Why would you even bother to be friends with them on Facebook and be curious to see how their day is going in that case? If they barely remember any of the more significant events that have occurred between the two of you in the past, is there really any point in keeping updated on how their morning coffee was?
It also made me think how depressing it would be to have a ‘bad memory’ like them. Incidents, anecdotes, events from their lives appear to just wash over them and leave little mark. It’s like a real life Memento happening! How insignificant would life and experiences mean if you don’t have memories of them to store away, reflect on and learn from?
Sure, some of this stuff was a long time ago, but really….no recollection of any of it at all??? I was a bit shocked. I’m not saying I have the best memory ever or am like Marilu Henner with that memory condition where she can recall minute details of every day of her life, but I’d like to say I’m pretty good at remembering certain things.

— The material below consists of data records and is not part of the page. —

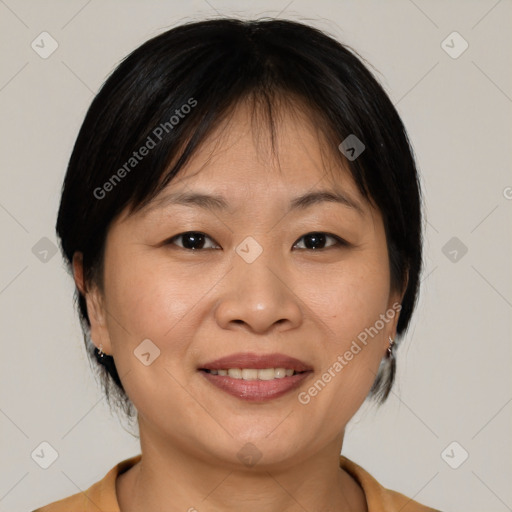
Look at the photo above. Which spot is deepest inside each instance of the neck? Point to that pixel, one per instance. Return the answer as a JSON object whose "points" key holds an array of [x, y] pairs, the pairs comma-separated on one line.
{"points": [[170, 479]]}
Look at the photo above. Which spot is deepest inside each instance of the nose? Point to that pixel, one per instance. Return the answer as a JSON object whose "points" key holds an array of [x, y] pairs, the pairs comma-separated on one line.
{"points": [[258, 297]]}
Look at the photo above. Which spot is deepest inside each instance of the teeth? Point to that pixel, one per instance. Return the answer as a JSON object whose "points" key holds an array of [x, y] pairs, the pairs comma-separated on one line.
{"points": [[254, 374]]}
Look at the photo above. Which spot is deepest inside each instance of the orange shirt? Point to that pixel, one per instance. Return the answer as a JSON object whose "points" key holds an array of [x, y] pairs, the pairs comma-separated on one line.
{"points": [[101, 496]]}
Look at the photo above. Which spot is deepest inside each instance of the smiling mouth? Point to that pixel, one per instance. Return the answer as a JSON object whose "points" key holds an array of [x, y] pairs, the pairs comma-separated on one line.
{"points": [[253, 373], [255, 385]]}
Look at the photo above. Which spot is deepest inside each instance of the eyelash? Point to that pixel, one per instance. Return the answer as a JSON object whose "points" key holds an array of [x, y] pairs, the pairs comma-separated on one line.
{"points": [[339, 242]]}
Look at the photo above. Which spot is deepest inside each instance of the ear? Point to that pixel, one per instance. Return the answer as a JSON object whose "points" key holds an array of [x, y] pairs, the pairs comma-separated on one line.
{"points": [[95, 306], [395, 304]]}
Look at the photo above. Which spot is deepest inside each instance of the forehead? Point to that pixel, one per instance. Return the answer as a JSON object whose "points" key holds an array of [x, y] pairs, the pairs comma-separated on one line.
{"points": [[250, 154]]}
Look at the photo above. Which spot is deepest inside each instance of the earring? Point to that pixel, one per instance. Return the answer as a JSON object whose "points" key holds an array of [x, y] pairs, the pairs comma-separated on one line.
{"points": [[390, 347]]}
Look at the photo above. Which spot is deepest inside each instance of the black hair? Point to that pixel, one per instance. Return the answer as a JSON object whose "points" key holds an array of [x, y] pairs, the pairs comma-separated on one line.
{"points": [[174, 89]]}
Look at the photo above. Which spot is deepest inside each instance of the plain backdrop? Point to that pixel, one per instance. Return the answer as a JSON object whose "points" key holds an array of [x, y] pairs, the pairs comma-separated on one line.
{"points": [[454, 377]]}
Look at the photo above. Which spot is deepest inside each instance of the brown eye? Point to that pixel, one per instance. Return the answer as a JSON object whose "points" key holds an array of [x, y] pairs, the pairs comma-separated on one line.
{"points": [[192, 240], [317, 240]]}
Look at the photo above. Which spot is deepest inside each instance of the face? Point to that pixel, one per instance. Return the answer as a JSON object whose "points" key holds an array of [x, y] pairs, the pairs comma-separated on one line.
{"points": [[256, 274]]}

And that’s another disheartening thing that occurred to me with this reminiscing thing – all these events and interactions I had with this individual that I thought were so special and carried around in my head for years, were not even a blip in their consciousness.
The importance I placed on these things all this time didn’t even register with them. I’m not even sure how they even managed to remember me or who I was in their life in the first place!
So, getting back to that metaphor of them being a guest-star in the series of my life, for them I apparently had a brief walk-on in theirs. I imagine a non-speaking role, maybe someone milling around in the background that brushed past them. I bet I won’t even get my name listed in the credits of their show!
After this I won’t be doing much reminiscing with anyone for awhile.